Description Bryan Hockey 2008-06-19 11:42:44 UTC
Note: Sorry for the mistakes, but the "Bug Filing FAQ" produced a 404
Latest working kernel version:
Earliest failing kernel version: earliest known: 2.6.18-92.1.1.el5
Distribution: Red Hat (also: Ubuntu)
Hardware Environment: Dell PowerEdge 2950 (dual Xeon, 8GB RAM), Dell PV220S disk storage
Software Environment: RHEL 5.2
Problem Description:
Intermittently all clients will hang.  This can only be remedied with a server reboot.  This seems to happen across different distros and different kernel versions, hence the post here instead of to Red Hat's bugzilla.

Client- and server-side /var/log/messages both show:
lockd: server <ip> not responding, timed out

Restarting nfs on the server fails on "starting nfs daemon." Giving his error:
lockd_down: lockd failed to exist, clearing pid  
Doing this also causes a second instance of [lockd] to be running, where before there was one.

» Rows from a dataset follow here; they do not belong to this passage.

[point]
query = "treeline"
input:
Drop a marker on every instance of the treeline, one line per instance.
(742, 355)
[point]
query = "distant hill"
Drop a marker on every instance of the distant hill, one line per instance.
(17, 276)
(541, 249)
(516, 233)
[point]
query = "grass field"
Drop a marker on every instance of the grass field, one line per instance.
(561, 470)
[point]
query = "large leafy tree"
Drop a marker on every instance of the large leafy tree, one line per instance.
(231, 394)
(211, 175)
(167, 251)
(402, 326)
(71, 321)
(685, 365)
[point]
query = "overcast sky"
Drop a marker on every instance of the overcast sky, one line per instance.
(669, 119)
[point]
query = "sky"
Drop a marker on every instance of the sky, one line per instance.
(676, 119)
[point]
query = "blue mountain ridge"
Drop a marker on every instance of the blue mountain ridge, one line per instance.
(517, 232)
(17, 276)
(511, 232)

Pinging and ssh'ing to the server continue to function throughout.

The bug seems to be a kernel issue, as it has appeared in different versions across different kernels.  
This seems to be the same problem, in Ubuntu 2.6.22: https://bugs.launchpad.net/ubuntu/+source/linux-source-2.6.22/+bug/181996
That page contains all necessary system messages and significant debugging output, which I'm not going to bother re-posting here.  

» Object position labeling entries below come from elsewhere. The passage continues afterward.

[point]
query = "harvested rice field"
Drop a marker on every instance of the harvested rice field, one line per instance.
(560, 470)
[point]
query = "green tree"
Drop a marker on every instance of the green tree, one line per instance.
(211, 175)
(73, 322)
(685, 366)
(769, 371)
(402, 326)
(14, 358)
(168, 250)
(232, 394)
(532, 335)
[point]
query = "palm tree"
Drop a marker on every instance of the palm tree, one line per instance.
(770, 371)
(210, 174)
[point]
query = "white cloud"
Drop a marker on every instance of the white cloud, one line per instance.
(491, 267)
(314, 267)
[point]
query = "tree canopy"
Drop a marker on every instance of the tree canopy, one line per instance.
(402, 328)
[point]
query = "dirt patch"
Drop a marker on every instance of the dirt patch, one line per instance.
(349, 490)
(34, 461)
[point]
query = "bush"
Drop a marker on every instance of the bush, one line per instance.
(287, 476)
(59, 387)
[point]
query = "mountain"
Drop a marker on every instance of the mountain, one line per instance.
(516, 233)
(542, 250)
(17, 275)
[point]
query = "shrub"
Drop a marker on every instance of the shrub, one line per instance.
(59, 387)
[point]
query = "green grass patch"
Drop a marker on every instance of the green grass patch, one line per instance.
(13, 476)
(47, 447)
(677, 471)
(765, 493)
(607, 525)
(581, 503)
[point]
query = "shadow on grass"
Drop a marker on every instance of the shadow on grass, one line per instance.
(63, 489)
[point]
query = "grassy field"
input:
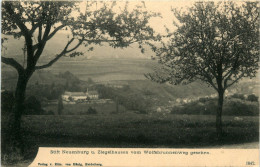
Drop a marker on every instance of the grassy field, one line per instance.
(133, 130)
(75, 109)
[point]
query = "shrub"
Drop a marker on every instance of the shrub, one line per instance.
(33, 106)
(50, 112)
(238, 96)
(252, 98)
(91, 111)
(234, 107)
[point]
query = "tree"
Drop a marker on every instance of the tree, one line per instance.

Other perhaps related problems:
http://www.mail-archive.com/linux-nfs@vger.kernel.org/msg01373.html
https://bugzilla.redhat.com/show_bug.cgi?id=430160

Steps to reproduce:
According to "the.jxc" on that first link above, "The failure is very regular. It happens whenever the garbage collection is performed as a result of a lock request."  I can't be much more helpful than that.

Let me know if more information is needed, or if this is a duplicate of another submission (my search produced no results).
Comment 1 Trond Myklebust 2008-06-19 12:17:13 UTC

*** This bug has been marked as a duplicate of bug 10939 ***